Mumbai University > Electronics and telecommunication > Sem 7 > optical communication and networks

Marks: 10

Years: MAY 2015

The electromagnetic wave theory provides an improved model for the propagation of light in optical fibers. The basis for the study of electromagnetic wave propagation was provided by Maxwell.

$\Rightarrow$ To analyze optical waveguide, Maxwell’s equations give relationship between electric and magnetic fields.
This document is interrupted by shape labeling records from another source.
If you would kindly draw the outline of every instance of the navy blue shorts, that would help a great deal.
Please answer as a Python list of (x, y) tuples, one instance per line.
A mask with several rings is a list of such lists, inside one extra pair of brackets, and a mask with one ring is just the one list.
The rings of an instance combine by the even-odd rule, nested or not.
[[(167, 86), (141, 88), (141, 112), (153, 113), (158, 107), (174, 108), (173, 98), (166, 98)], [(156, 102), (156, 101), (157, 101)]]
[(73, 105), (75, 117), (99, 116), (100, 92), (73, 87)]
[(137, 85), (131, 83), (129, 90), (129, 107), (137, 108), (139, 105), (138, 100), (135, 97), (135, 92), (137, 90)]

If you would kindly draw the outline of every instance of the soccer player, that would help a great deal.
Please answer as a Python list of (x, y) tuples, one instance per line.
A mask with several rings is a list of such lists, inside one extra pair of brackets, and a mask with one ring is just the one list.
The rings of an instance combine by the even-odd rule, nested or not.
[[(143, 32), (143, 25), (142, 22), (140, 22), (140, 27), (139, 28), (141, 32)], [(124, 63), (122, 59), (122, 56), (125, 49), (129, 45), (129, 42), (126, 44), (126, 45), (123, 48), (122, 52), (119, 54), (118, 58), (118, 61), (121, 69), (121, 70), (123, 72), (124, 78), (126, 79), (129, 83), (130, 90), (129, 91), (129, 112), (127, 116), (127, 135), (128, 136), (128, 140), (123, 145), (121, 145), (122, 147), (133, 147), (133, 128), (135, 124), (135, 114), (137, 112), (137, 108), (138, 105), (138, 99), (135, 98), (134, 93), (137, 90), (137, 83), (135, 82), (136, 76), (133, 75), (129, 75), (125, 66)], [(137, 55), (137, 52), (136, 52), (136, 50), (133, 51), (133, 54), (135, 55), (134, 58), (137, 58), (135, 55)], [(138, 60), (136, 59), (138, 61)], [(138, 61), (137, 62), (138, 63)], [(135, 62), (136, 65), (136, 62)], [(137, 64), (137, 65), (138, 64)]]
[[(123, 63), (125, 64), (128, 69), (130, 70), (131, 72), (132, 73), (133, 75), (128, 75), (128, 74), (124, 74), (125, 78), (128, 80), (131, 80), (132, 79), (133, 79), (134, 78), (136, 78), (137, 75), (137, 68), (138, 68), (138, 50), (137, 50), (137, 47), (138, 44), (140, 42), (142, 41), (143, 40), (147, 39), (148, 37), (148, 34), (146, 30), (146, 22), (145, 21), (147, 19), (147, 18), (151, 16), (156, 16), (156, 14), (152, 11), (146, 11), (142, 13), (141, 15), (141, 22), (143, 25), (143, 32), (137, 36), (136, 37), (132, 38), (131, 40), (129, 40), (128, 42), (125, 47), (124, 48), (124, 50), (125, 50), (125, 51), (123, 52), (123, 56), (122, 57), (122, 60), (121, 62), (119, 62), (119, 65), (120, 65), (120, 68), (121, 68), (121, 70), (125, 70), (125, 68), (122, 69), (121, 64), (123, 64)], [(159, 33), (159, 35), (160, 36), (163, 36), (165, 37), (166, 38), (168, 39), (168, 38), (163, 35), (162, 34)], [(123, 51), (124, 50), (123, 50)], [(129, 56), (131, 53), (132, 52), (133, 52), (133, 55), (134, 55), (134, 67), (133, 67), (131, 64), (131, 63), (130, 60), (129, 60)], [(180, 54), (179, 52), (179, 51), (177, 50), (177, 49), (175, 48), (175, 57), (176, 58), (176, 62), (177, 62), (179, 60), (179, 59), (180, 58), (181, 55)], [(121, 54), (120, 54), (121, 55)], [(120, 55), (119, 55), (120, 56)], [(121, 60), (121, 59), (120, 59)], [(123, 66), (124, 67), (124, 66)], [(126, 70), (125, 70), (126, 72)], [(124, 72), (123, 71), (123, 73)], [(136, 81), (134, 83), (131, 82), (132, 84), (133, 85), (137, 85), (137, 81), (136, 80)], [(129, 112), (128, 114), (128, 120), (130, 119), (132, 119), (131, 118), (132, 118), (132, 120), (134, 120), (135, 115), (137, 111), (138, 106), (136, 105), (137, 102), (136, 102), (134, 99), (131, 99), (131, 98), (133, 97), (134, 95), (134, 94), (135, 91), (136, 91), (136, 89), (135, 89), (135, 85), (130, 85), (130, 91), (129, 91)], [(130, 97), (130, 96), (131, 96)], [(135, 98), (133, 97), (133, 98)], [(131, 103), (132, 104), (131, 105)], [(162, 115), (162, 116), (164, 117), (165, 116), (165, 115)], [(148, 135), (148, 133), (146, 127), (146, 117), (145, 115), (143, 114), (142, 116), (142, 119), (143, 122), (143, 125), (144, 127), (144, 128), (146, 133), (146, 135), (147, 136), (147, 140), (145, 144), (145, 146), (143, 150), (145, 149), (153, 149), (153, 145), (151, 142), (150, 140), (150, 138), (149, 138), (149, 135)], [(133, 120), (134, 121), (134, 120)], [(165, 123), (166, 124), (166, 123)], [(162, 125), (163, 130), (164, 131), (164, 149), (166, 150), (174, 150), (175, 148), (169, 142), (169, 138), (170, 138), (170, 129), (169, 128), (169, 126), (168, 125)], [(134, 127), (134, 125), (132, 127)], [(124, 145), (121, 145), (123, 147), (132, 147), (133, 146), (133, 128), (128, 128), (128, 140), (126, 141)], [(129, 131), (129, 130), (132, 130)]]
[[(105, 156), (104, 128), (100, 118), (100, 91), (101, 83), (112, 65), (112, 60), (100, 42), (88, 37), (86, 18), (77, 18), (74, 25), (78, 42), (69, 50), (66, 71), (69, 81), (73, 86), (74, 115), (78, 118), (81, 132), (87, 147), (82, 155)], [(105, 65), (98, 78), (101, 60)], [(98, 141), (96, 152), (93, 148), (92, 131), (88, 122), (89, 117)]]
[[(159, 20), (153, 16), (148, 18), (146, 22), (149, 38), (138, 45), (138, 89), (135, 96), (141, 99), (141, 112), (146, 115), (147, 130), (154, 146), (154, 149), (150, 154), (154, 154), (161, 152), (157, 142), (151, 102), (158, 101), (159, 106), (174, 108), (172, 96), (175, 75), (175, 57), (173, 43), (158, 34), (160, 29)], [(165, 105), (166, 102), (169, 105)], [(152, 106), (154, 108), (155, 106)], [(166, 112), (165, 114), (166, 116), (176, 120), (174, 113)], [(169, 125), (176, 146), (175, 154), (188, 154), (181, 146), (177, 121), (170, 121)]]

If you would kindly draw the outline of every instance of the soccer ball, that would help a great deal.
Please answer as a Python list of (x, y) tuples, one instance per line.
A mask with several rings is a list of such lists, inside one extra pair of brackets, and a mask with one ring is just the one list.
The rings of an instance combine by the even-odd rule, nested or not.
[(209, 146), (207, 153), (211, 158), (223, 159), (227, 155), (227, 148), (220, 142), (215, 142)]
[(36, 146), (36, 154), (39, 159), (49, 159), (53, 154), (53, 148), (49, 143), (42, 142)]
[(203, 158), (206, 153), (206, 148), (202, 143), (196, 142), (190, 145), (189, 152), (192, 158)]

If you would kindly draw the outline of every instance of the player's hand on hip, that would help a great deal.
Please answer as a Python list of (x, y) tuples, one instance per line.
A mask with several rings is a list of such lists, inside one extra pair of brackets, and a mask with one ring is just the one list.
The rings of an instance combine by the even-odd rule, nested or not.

Assuming a linear, isotropic dielectric material having no current and free charges, these equations take the form:

$∇ × E = -∂ B/∂ t …. (1) \\ ∇ × H = ∂D/∂t …. (2) \\ ∇ . D = 0 …. (3) \\ ∇ . B = 0 …. (4) $

Where ∇ is a vector operator.

E - Electric field

B - Magnetic field

D - Electric flux density

H - Magnetic flux density

$\Rightarrow$ Equations (1) and (2) are known as the curl equations and equations (3) and (4) are known as the divergence equations.

$\Rightarrow$ The four field vectors are related to each other by the relation:

$D = εE …. (5) \\ B = μH …. (6) $

where ε - the dielectric permittivity

and μ - the magnetic permeability of the medium.

$\Rightarrow$ Differentiate equation 1 and 2 with respect to time t

$\dfrac ∂{∂t} (∇×E)= -µ{∂^2 H}{∂t^2 } \\ \dfrac {∂}{∂t} (∇×H)= ε \dfrac {∂^2 E}{∂t^2} $

Taking curl of equation 1 and 2:

$∇×(∇×E)= -µ \dfrac {∂}{∂t} (∇×H)= -µε \dfrac {∂^2 E}{∂t^2} \\ ∇×(∇×H)=ε \dfrac {∂}{∂t} (∇×E)= -µε \dfrac {∂^2 H}{∂t^2} $

$\Rightarrow$ Using the vector identity formula we get:

$∇×(∇×E)= ∇(∇∙E)-∇^2 E \\ ∇×(∇×H)= ∇(∇∙H)-∇^2 H \\ But, ∇(∇∙E)=0\space\space and \space\space ∇×(∇×H)=0$

$\Rightarrow$ Equating curl and vector identity equations:

$∇^2 E = µε \dfrac {∂^2 E}{∂t^2 } \\ ∇^2 H = µε \dfrac {∂^2 H}{∂t^2 } $

These equations represent standard wave equations.